When a person takes drugs of any sort, or partakes of alcohol, there are physical changes that occur in the body. Over time and repeated use these changes can develop into a perceived ‘need’ to continue taking the substance. That need can be in the form of either physical dependency, a state where the body has adapted to a drug and needs more and more of it to get the same desired results, or addiction, the condition in which a person seeks the substance compulsively even though the results of use are now actually undesirable and dangerous. Physical dependency, substance abuse and addiction are all considered part of substance use disorders, a treatable and manageable diagnosis. Both of these conditions come as a result of physical changes in the brain.
It is possible to become physically dependent on a drug or on alcohol without actually becoming addicted to it. However, dependence, like addiction, may bring some withdrawal symptoms. Addiction will most certainly bring withdrawal symptoms in the case of alcohol and most drugs. Withdrawal occurs when the use of the drug or alcohol suddenly stops. Symptoms often include, but are not limited to, the following:
- Anxiety, sweating, heart palpitations
- Depression and an accompanied temporary loss of interest in daily activity
- Irritability and heightened level of emotional sensitivity
- Nausea and loss of desire to eat
For alcohol, withdrawal symptoms may come within eight hours after having finished a drink, in the case of severe addiction. This means that many people with alcohol use disorder wake up in the morning with a severe physical craving to have more alcohol. Sometimes, however, the symptoms do not appear for a few days. When alcohol is not given to the system, these symptoms can persist off and on for weeks.1
Detoxification is a process in which withdrawal symptoms are handled in a controlled manner. In this process, the addict or physically dependent person is safely distanced from the substance. Although these withdrawal symptoms mentioned above may be quite intense, going through the detoxification process with medical supervision and assistance can bring comfort and relief to the extent possible.

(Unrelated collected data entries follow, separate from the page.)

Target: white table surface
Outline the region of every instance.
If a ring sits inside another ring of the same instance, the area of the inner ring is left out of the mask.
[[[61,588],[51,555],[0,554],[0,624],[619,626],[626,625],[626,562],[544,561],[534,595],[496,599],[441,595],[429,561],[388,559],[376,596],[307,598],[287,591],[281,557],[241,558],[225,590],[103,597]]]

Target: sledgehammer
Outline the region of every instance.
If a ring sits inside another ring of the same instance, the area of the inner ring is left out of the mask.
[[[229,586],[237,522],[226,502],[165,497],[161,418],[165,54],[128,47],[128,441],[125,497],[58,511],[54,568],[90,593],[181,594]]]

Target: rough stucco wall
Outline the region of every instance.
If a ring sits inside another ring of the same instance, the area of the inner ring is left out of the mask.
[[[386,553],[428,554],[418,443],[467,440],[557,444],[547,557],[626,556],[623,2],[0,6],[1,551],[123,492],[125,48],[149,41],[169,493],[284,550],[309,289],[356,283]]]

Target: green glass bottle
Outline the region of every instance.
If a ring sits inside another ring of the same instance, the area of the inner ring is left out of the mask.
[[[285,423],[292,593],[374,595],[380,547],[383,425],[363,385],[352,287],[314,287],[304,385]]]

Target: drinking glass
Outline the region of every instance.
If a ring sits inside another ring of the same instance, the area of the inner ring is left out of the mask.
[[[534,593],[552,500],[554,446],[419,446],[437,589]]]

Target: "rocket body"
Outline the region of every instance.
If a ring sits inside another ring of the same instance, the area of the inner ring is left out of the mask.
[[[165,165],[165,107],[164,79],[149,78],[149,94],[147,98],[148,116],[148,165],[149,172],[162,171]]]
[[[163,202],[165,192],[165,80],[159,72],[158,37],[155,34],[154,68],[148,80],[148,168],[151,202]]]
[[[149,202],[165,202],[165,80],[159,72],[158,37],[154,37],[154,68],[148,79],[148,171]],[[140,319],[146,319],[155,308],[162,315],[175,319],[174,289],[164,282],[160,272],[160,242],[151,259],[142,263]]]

Some drugs are dangerous to quit alone. In some instances, stopping the use of a drug immediately results in a shock to the body that can actually send an individual to the emergency room. Anyone with an addiction or physical dependency that they want to get rid of is encouraged to see a doctor who can give suggestions about coming off the substance in a balanced and controlled way.
Detoxification is a necessary step in treating addiction and overcoming physical dependency. Those who are afraid to take this step of detoxification rob themselves of the ability to move forward to freedom from the slavery to the substance to which they have become dependent. Dual diagnosis means that addiction is compounded with other mental health or physical health conditions, and these usually begin to experience improvements when the detoxification process is started.
With addiction disorders, detoxification is only one of the steps necessary to become healthy again. Even though one has gone through the detoxification process, addiction is still a neurocognitive diagnosis that actually compels that person to seek the drug again. It takes a very strong mental re-structuring process in order to fortify convictions against this addictive thinking. Most people will need therapy to learn how to live an addiction free life. This therapy is offered at many detoxification facilities.2
Some are able to detox from their drugs with the help of an outpatient treatment program, while others find it necessary to check into a closed-off facility where they have basically a guarantee that they will go through the detox program without giving in to addictive compulsions. Either of these methods can be very successful, it just depends on the individual and the circumstances and addiction habits to which they are unique. However, the benefit of inpatient treatment is a higher success rate, a bigger support network, and, with the assistance of a medically supervised detox, a more comfortable detoxification time period.